Smaller rent increases are underway for tenants, with increases capped at the rate of inflation



Tenants can benefit from lower rent increases under new rent pressure areas legislation.

Housing Minister Darragh O’Brien’s proposals would mean that annual rent increases will be based on inflation rates instead of set caps.

Current laws mean that rents in Rental Pressure Zones (RPZ) can only increase by a maximum of 4% per year.

Under the new rules, which will apply until 2024, there will be no cap on rent increases and, instead, rents will only be allowed to increase based on general inflation. , as recorded in the EU Harmonized Consumer Price Index (HICP).

The European Central Bank (ECB) aims to keep inflation at or near 2pc in member states.

If the 2pc calculation is applied, it means that tenants would see their annual rent increase cut in half.

However, the trade disruption and global shortages of all kinds of commodities from the pandemic have triggered a surge in inflation this year, prompting speculation that the era of ultra-low inflation is dawning. finished.

There had been almost no inflation over the past decade, despite the ECB’s wish to see it turn around 2pc.
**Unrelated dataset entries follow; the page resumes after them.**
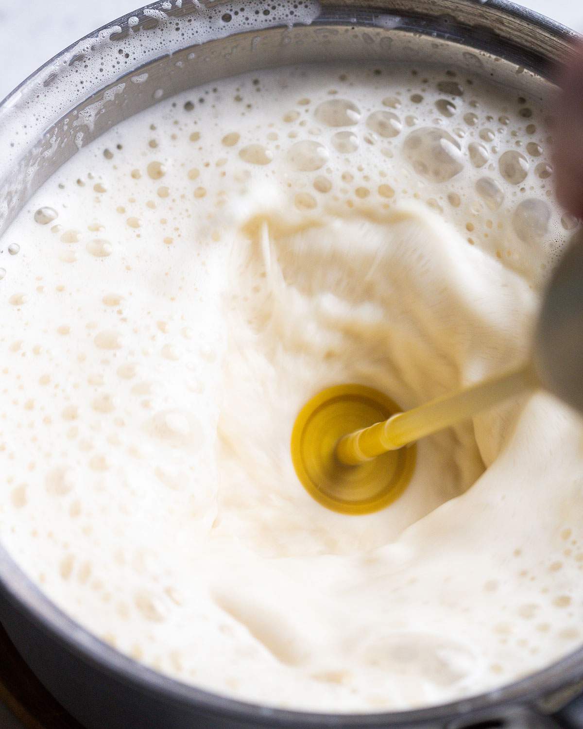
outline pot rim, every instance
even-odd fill
[[[206,4],[206,2],[204,3]],[[510,0],[450,0],[448,4],[485,5],[502,15],[569,42],[578,34],[546,16]],[[71,44],[23,80],[1,101],[3,109],[12,106],[26,87],[42,75],[42,71],[55,61],[71,51],[83,40],[93,38],[101,31],[112,26],[127,25],[128,18],[138,15],[144,8],[160,9],[163,0],[158,0],[127,13],[117,20],[87,34],[79,41]],[[340,9],[340,8],[339,8]],[[318,23],[318,20],[314,21]],[[160,54],[160,55],[164,55]],[[583,678],[583,646],[520,681],[500,688],[471,695],[447,703],[422,709],[391,712],[366,714],[329,714],[309,711],[278,709],[223,695],[211,690],[184,683],[125,655],[84,628],[64,610],[58,607],[48,596],[29,578],[0,543],[0,596],[5,597],[28,620],[42,626],[69,652],[92,663],[102,671],[126,684],[132,684],[142,691],[154,691],[169,703],[195,705],[209,715],[220,714],[242,721],[273,727],[334,727],[376,728],[381,726],[418,726],[440,719],[452,719],[469,712],[482,712],[494,707],[524,706],[549,694],[564,689],[566,685]]]

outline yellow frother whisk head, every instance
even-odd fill
[[[538,385],[529,364],[404,413],[370,387],[329,387],[304,406],[294,425],[296,473],[306,491],[329,509],[344,514],[378,511],[395,501],[411,479],[416,451],[410,444]]]
[[[398,499],[413,472],[415,445],[356,465],[343,463],[337,445],[353,431],[399,410],[386,395],[362,385],[329,387],[309,400],[292,433],[294,467],[308,494],[343,514],[369,514]]]

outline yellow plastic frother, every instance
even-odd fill
[[[583,412],[582,233],[574,236],[553,273],[530,362],[404,413],[372,388],[328,388],[309,400],[296,419],[292,434],[296,472],[308,493],[329,509],[346,514],[377,511],[406,488],[415,467],[415,441],[539,387]]]

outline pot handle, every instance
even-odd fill
[[[552,714],[558,729],[583,729],[583,694]]]

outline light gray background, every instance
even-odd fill
[[[0,0],[0,98],[66,46],[140,4],[140,0]],[[583,32],[582,0],[523,4]],[[1,703],[0,727],[23,729]]]

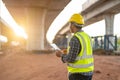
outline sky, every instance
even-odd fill
[[[52,43],[57,32],[66,24],[73,13],[80,13],[82,4],[87,0],[71,0],[70,3],[61,11],[55,18],[47,31],[47,41]],[[67,15],[66,15],[67,14]],[[114,34],[120,36],[120,13],[114,17]],[[59,25],[58,25],[59,24]],[[53,31],[54,30],[54,31]],[[83,28],[83,30],[90,36],[103,36],[105,35],[105,21],[101,20]]]

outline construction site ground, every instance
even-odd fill
[[[92,80],[120,80],[120,56],[94,54]],[[0,80],[68,80],[66,64],[54,52],[0,52]]]

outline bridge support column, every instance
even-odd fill
[[[107,14],[105,15],[105,24],[106,24],[106,34],[104,38],[104,49],[105,50],[114,50],[116,39],[114,37],[114,15]]]
[[[44,8],[27,8],[27,50],[44,50],[44,26],[47,10]]]
[[[114,15],[107,14],[105,15],[105,25],[106,25],[106,35],[113,35],[114,34]]]

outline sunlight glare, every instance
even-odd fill
[[[7,10],[7,8],[5,7],[4,3],[2,2],[2,0],[0,0],[0,20],[7,25],[8,27],[10,27],[11,29],[14,30],[14,32],[18,35],[23,37],[24,39],[27,39],[27,34],[25,33],[24,29],[22,29],[22,27],[20,27],[15,20],[13,19],[13,17],[10,15],[9,11]]]
[[[70,1],[63,11],[61,11],[61,13],[54,19],[46,34],[46,38],[49,43],[53,43],[55,35],[67,23],[72,14],[81,12],[82,4],[85,1],[86,0]]]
However, this target now appears to be exceeded this year.

The latest RTB rent index covering the months of October to December shows that the average rent in Dublin now stands at € 1,745 per month.
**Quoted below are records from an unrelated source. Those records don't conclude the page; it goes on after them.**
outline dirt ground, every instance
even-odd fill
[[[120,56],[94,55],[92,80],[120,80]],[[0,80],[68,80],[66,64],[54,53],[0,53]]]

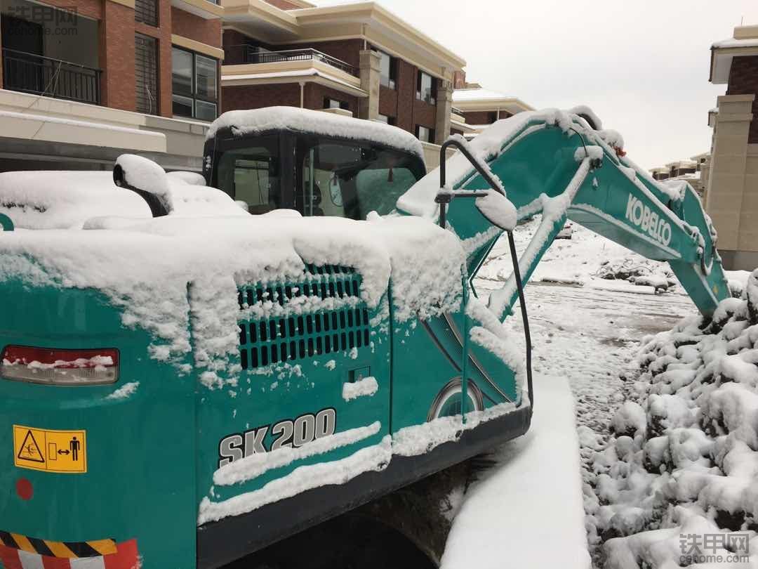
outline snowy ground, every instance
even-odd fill
[[[519,253],[535,225],[533,222],[517,230]],[[506,243],[498,244],[480,273],[483,278],[475,284],[481,297],[499,288],[509,274],[506,250]],[[523,544],[515,549],[524,551],[525,557],[519,558],[514,566],[534,567],[587,567],[586,558],[577,552],[577,539],[582,541],[586,536],[588,541],[582,543],[588,548],[593,564],[602,565],[600,536],[593,517],[582,520],[574,515],[572,506],[579,499],[576,494],[583,494],[587,514],[597,511],[594,460],[612,436],[614,413],[627,395],[628,384],[638,374],[634,359],[641,340],[697,314],[681,287],[655,294],[651,286],[603,279],[599,273],[606,265],[639,268],[643,275],[670,276],[666,265],[631,253],[578,226],[571,240],[553,244],[526,289],[536,378],[533,430],[522,441],[499,449],[494,454],[497,466],[467,495],[453,525],[443,567],[462,567],[465,558],[459,559],[457,552],[464,548],[459,545],[465,542],[471,545],[465,548],[468,551],[481,551],[476,544],[482,536],[488,536],[488,543],[505,548],[503,552],[509,552],[503,553],[505,558],[512,558],[515,542]],[[515,335],[521,338],[520,319],[509,320]],[[560,397],[562,379],[570,388],[574,409],[561,408],[572,403],[570,398]],[[566,432],[567,425],[575,429],[573,432]],[[573,459],[566,454],[567,450],[576,453]],[[529,490],[532,481],[540,480],[543,489]],[[515,520],[498,516],[498,512],[509,509],[506,503],[511,498],[531,503],[534,508],[525,511],[536,517],[530,521],[531,514]],[[488,514],[482,515],[478,504],[486,505]],[[540,525],[540,516],[549,520],[547,525],[544,521]],[[481,520],[478,523],[478,519]],[[578,538],[572,523],[584,524],[582,530],[586,533],[582,531]],[[539,529],[535,531],[535,527]],[[509,539],[498,539],[498,535],[507,535]],[[477,566],[489,567],[484,561]]]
With existing legislation and the 4pc caps, people living in RPZs would have to pay increases of up to € 70, meaning they would pay € 1,815 per month next year.
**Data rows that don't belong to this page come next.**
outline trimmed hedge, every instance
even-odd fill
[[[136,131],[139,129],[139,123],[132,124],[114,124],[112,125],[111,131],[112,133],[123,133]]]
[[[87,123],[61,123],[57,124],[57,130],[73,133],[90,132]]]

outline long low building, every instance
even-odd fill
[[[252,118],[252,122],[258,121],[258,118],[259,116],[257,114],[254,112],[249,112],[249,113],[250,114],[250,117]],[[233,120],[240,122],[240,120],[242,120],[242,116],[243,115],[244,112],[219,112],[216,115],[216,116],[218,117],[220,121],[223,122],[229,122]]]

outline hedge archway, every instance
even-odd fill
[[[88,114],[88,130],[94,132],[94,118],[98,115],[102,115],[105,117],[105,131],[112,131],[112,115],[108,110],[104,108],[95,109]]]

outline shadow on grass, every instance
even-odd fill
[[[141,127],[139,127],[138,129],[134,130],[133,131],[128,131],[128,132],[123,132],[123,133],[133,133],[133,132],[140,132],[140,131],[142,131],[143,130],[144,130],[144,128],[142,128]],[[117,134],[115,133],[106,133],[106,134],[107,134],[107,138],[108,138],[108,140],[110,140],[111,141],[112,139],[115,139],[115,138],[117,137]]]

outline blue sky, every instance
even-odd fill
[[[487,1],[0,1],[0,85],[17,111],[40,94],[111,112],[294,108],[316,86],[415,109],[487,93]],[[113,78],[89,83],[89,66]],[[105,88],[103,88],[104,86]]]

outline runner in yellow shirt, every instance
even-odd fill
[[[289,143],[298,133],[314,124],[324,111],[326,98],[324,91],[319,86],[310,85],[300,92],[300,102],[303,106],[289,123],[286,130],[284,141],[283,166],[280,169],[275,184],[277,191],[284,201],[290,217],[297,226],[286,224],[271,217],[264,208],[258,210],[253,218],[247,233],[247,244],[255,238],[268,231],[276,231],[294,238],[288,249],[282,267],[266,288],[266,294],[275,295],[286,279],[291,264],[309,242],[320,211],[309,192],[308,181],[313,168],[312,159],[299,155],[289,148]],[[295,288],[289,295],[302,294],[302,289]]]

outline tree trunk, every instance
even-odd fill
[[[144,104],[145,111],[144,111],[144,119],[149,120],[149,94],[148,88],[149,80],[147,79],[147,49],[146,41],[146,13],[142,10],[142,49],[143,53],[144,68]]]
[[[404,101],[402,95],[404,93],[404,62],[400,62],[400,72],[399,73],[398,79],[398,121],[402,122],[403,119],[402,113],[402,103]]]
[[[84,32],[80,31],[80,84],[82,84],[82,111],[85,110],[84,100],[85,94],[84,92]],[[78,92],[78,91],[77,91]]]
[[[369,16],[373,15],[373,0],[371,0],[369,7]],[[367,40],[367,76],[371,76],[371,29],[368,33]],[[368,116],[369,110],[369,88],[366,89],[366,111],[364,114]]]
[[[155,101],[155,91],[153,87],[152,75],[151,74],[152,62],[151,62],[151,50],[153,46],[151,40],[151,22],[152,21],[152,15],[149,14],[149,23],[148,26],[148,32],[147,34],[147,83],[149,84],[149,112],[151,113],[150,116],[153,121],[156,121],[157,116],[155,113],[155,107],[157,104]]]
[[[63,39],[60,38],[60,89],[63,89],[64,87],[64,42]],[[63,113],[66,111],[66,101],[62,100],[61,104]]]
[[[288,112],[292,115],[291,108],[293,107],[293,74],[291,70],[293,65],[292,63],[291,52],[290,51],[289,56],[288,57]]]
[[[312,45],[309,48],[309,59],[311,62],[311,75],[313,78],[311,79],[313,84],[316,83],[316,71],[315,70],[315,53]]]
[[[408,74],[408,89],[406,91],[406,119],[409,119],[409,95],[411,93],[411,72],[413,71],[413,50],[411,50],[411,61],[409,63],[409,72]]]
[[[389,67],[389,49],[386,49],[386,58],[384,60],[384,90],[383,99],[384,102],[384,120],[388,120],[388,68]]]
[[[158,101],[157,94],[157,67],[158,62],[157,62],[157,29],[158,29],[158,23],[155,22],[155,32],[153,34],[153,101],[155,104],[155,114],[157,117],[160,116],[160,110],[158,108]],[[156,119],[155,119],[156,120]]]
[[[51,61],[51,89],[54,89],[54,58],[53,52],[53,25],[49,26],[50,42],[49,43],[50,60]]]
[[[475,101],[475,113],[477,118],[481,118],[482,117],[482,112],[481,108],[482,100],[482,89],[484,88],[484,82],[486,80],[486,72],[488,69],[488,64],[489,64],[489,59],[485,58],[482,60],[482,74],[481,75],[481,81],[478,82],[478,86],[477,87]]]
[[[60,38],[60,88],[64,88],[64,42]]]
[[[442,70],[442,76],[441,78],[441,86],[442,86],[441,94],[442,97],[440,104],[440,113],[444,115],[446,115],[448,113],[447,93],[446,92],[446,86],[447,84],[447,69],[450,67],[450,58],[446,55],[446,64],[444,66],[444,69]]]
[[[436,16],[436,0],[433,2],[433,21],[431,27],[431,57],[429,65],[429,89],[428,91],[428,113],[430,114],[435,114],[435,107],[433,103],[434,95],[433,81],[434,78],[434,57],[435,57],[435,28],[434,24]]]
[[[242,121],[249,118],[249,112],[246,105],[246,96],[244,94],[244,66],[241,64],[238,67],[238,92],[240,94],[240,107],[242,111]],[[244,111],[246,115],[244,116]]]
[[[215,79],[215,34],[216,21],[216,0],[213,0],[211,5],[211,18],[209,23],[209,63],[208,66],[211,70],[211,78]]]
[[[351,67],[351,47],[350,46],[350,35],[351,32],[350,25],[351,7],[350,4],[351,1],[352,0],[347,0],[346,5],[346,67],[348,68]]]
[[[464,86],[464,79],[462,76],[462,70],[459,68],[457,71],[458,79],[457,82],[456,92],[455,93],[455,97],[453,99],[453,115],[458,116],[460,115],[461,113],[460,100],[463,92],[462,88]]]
However, since the current inflation rate is 1.9% in eurozone countries, that would mean that rents would increase by € 33, so they would pay € 1,778 per month next year.

Lecturer in housing at Dublin University of Technology, Dr Lorcan Sirr, told the Independent Irish that although rent increases based on inflation have been advocated for some time, a ceiling is still necessary.

“The principle of linking rent increases to inflation is good and has been demanded for a long time. However, timing is everything and this change comes at a time when inflation is starting to rise and rents are not going down, ”he said.

“If inflation continues to rise, and we hope it does not, it would be useful to cap the ultimate increase, regardless of the HICP rate. It will be interesting to see what impact this new indexation of rents will have on institutional investors’ appetite for the Irish market.

A spokesperson for Mr O’Brien said the new measures would be kept under review.

The changes are expected to come into effect by July 9 after the adoption of the Residential Tenancies Bill 2021 (No.2).

Mr O’Brien said the 4% cap on rent increases has become a “goal rather than a limit”.

“We are now taking steps to ensure that tenants will only pay rent increases, if necessary, which are in line with general inflation, which is currently below 2pc.”

He said tying rent increases to inflation would protect “landlord property rights” and also ensure “continued investment in the sector by existing and new landlords.”

The new legislation will also limit upfront payments to tenants when first securing a tenancy.

To secure a home, tenants will now not have to pay more than two months’ rent – this normally includes one month’s rent and a deposit.